Unfortunately, cosmopolitanism can manifest around economic growth if its underlying, driving force is capitalism. In the reading we read in class, The World in Guangzhou, Scott, a mid-twenties American, sought out a better economic opportunity in China. He did not feel the need to learn Chinese nor totally obey governmental policies in his host country, yet still benefited from his job in Guangzhou. Omar, a thirty-year-old from an Arab country, traveled to China to escape crime and also find better economic opportunities through the production of goods. Although he goes to great efforts to export produced goods from China that ultimately benefit his hometown, he realized the potential to be cheated out in business activities or money. Here you see that while Scott is technically extending his body beyond local boundaries, he feels no reason to attempt to understand or respect new cultural values, but instead completely retain his origin country’s identity. He fears no threat of Chinese authority because he is a white-foreign in possession of a U.S. passport, which the “U.S. may perhaps be China’s greatest opponent on the world stage.” On the other hand, Omar’s visa utility is not nearly as powerful or reliable as Scott’s. He does his best to avoid any conflict with Chinese authorities or officials, but at the cost of being taken advantage of by factories due to his easily disposable travel documentation.
Because of this, I do feel Diome’s claim holds utility. “Unequal access to foreign spaces and opportunities reinforces existing inequalities between highly privileged citizens from strong nation-states versus those who face mobility barriers” (Czaika and Neumayer 76).
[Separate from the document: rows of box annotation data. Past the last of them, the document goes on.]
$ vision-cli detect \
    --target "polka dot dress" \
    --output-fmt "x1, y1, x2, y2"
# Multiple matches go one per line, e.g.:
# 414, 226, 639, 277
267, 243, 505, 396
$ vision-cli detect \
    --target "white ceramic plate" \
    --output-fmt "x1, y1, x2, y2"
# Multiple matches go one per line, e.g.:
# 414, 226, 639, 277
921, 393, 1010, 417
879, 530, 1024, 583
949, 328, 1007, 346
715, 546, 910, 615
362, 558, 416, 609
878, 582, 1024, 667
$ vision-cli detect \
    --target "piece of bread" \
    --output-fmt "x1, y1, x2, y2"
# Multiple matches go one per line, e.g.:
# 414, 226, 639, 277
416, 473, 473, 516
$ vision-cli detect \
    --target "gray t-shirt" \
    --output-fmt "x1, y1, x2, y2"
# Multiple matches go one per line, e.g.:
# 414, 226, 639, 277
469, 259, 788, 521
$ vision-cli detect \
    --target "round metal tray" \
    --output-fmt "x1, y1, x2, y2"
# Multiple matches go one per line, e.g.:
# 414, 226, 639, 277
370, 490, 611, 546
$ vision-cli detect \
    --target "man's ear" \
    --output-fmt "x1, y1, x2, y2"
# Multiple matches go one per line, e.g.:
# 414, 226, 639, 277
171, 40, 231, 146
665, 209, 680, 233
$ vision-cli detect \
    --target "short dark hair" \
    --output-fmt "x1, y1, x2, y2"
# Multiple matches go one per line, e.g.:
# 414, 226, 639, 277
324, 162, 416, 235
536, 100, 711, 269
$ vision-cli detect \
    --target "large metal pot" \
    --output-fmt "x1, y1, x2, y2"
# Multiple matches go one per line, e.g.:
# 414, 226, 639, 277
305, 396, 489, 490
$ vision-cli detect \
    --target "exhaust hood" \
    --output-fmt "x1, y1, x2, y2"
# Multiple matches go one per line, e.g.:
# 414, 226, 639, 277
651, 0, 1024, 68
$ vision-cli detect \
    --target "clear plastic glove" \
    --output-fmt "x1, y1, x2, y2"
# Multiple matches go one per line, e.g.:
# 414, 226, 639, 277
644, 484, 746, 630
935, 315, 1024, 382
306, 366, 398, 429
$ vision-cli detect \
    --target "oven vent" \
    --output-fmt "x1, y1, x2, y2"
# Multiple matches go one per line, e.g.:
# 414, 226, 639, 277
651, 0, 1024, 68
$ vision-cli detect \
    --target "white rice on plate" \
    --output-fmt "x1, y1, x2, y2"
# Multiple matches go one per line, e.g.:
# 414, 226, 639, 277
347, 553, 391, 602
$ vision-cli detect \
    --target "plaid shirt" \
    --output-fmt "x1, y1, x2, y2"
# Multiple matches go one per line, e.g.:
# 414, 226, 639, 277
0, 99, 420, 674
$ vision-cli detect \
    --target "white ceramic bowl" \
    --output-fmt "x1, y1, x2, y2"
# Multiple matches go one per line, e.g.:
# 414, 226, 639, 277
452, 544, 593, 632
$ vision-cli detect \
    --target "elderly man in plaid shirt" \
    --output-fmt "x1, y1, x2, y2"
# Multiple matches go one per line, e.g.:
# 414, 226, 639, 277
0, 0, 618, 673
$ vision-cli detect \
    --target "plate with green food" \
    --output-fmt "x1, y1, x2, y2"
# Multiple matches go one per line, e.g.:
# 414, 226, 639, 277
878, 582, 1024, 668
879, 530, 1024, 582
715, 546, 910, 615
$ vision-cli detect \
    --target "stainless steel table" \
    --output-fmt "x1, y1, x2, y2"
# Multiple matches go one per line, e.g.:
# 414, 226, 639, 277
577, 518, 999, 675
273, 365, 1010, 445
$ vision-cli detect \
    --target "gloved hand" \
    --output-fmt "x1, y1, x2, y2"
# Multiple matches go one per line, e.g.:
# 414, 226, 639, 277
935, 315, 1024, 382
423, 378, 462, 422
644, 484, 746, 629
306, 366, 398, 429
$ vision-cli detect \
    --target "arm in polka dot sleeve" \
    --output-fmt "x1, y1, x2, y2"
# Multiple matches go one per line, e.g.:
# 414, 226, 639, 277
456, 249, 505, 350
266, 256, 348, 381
When those individuals who are at a political and economic advantage continue to embody cosmopolitanism that lacks social progress and exclusive nationalistic ideologies, as well as restrict the cross-border mobility of certain people, collaboration is contained, and thus no one will reap the full benefits produced from economic globalization. Because we are all relational through systematic global dimensions, when one group or nation is politically or economically impeded, others will eventually feel the effects of their collapse as well. However, cosmopolitanism with a focus on inclusivity of ethnic differences as well as empathetic alternatives to nationalistic xenophobia can create mutual interdependence across borders and accelerate globalization that, as Diome said, “will make us rich together.”